Siatkarki #VolleyWrocław odniosły drugie zwycięstwo w tym sezonie. W minionej kolejce sprawiły niespodziankę, pokonując u siebie faworyzowany ŁKS Commercecon Łódź. We Wrocławiu nie ukrywali radości po tej wygranej, która gospodyniom była potrzebna jak tlen. – Jeśli trener nie cieszyłby się ze zwycięstwa, to nie miałby po co pracować w tym zawodzie. Bardzo cieszę się z tej wygranej. Była ona potrzebna wszystkim w klubie – sztabowi, drużynie i kibicom – podkreślił Mateusz Żarczyński, dla którego był to pierwszy mecz w roli pierwszego trenera #VolleyWrocław.

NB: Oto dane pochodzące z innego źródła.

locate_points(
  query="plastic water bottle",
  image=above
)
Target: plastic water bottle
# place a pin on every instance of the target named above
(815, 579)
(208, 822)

Według niego kluczem do sukcesu była zespołowość. Mimo że mecz źle zaczął się dla wrocławianek, to nie poddały się. Od drugiego seta zaczęły dyktować warunki gry i nie pozwoliły przyjezdnym na wywiezienie z Dolnego Śląska punktów. – Na tym meczu wszyscy byliśmy obecni. Dziewczyny z ławki pomagały tym, które grały. Wszyscy byliśmy razem. Nie poddaliśmy się, tylko walczyliśmy o zwycięstwo – zaznaczył trener drużyny z Dolnego Śląska.
Początek sezonu nie był dla niej udany. W kilku meczach zawiodła, ale pokonując ŁKS Commercecon Łódź, pokazała, że tkwi w niej spory potencjał. Po ostatniej wygranej przesunęła się na dziesiąte miejsce w TAURON Lidze. Jednak we Wrocławiu nie popadają w hurraoptymizm i myślą już o kolejnych meczach. – Nie było łatwo. Nie zaczęliśmy dobrze tego sezonu, ale wróciliśmy do wygrywania. Czas jeszcze pokaże, w którym miejscu jesteśmy, bo to tylko jeden mecz, a za nami kilka dni wspólnych treningów. Musimy cały czas ciężko pracować, ale przede wszystkim zostać drużyną – zakończył Mateusz Żarczyński.